By DON McINTOSH, Associate Editor
It took three legislative sessions for the Oregon AFL-CIO to win passage of a state law giving state and local government workers the right to unionize by “card check.” Results since then suggest it’s been beneficial but not game-changing. Just 2,487 workers have unionized through card check so far, and three quarters of those were in a single unit — the 1,912 University of Oregon faculty who joined American Federation of Teachers (AFT) in March 2012. Take that unit out, and that leaves 575 workers (at 31 workplaces) who have unionized through card check in the five years since the law took effect.
The Employee Free Choice Act debate
Card check was the best-known feature of the now-mothballed Employee Free Choice Act, a private-sector labor law reform bill that came within a few votes of overcoming a U.S. Senate filibuster in 2009. Business groups campaigned furiously against card check, pleading that it deprived workers of the benefits of a “secret ballot” union election. Under the card check method of unionizing, also known as “majority sign-up,” an employer recognizes a union once a majority of workers sign authorization cards declaring that they want one. Current U.S. law says private sector employers may recognize a union via card check, but they don’t have to. In other words, it’s the employer’s choice. Most employers prefer the election method, because it gives them on average six weeks to hire union avoidance consultants and mount an anti-union campaign in the workplace, where they have every advantage of controlled access to employees. Unions tend to favor the card check method because it avoids that lopsided electoral playing field.
The dynamics may be different in public sector union elections, because employers may have less incentive to oppose unionization. Still, Oregon’s HB 2891 was heralded by the Oregon AFL-CIO as the year’s top legislative achievement when it passed in 2007. It was meant to do for local public sector workers what the Employee Free Choice Act tried to do for private sector workers — make it easier to unionize.

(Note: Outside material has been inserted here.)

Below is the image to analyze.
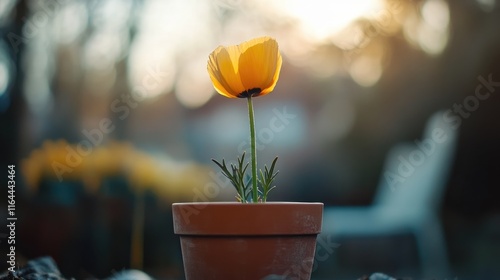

Union organizers say there’s no denying that card check is an easier method of unionizing, but they point to several factors preventing a flood of new union members. Most of Oregon’s large public sector workplaces are unionized already: Nearly every K-12 teacher in the state is already represented by the Oregon Education Association, and among state employees, only a few thousand union-eligible workers remain nonunion, compared to at least 43,000 who are union-represented. Also, some groups of non-union workers are similar enough to workers in existing unionized units that they join through a different process — unit clarification — which the state Employment Relations Board has ruled they must do through an election.
Card check in practice
Labor union organizers also say Oregon’s card check law has advantages and disadvantages. Oregon AFL-CIO organizing specialist Chris Hewitt says the traditional election has one advantage: It requires that pro-union workers get active, forming a committee and campaigning for weeks or months. With card check, some workers may feel they’ve done all they need to do once they sign the card. Oregon’s card check law also creates a compressed time frame: Once the first card is signed, organizers have 90 days to sign up a majority. The election route allows a union campaign to grow at a more flexible pace.
On the other hand, says AFT president David Rives, with the card check method, a union campaign is more likely to be conducted through one-on-one personal visits. And with card check, the union demonstrates support from an outright majority of the workplace, not just a majority of those voting.
Possible, or just easier?
Does card check make a difference, or does it just make it easier? Richard Schwarz, AFT-Oregon’s recently retired executive director, says he thinks the UO faculty group would have unionized anyway, without card check.
On the other hand, card check might make a difference in cases where an employer wages an anti-union campaign. State employees already had a version of card check prior to the law’s passage, under an executive order of Gov. Ted Kulongoski. Service Employees International Union (SEIU) Local 503 campaigned at the Oregon Lottery under those rules in 2006, and at one point, 156 of 303 eligible workers had signed union cards. But before they were counted, at least seven workers changed their minds and asked for their cards back. Then 133 workers signed an informal petition calling for a union election; an election was held, and the union lost 127 to 165.
Local 503 Executive Director Heather Conroy says the Oregon Lottery would have become union if the card check law had been in effect.
Kulongoski’s executive order didn’t bind the state court system. In a 2004 campaign by Local 503 among 1,348 court employees, the vote was 468 to 547; the union also lost an earlier attempt by 17 votes in 1995. If state court employees had had card check, it’s possible they would have gone union. But they haven’t in the five years since the law gave them that right.
Five other states besides Oregon have public sector card check laws: Illinois, New Hampshire, New York, Massachusetts, and New Jersey.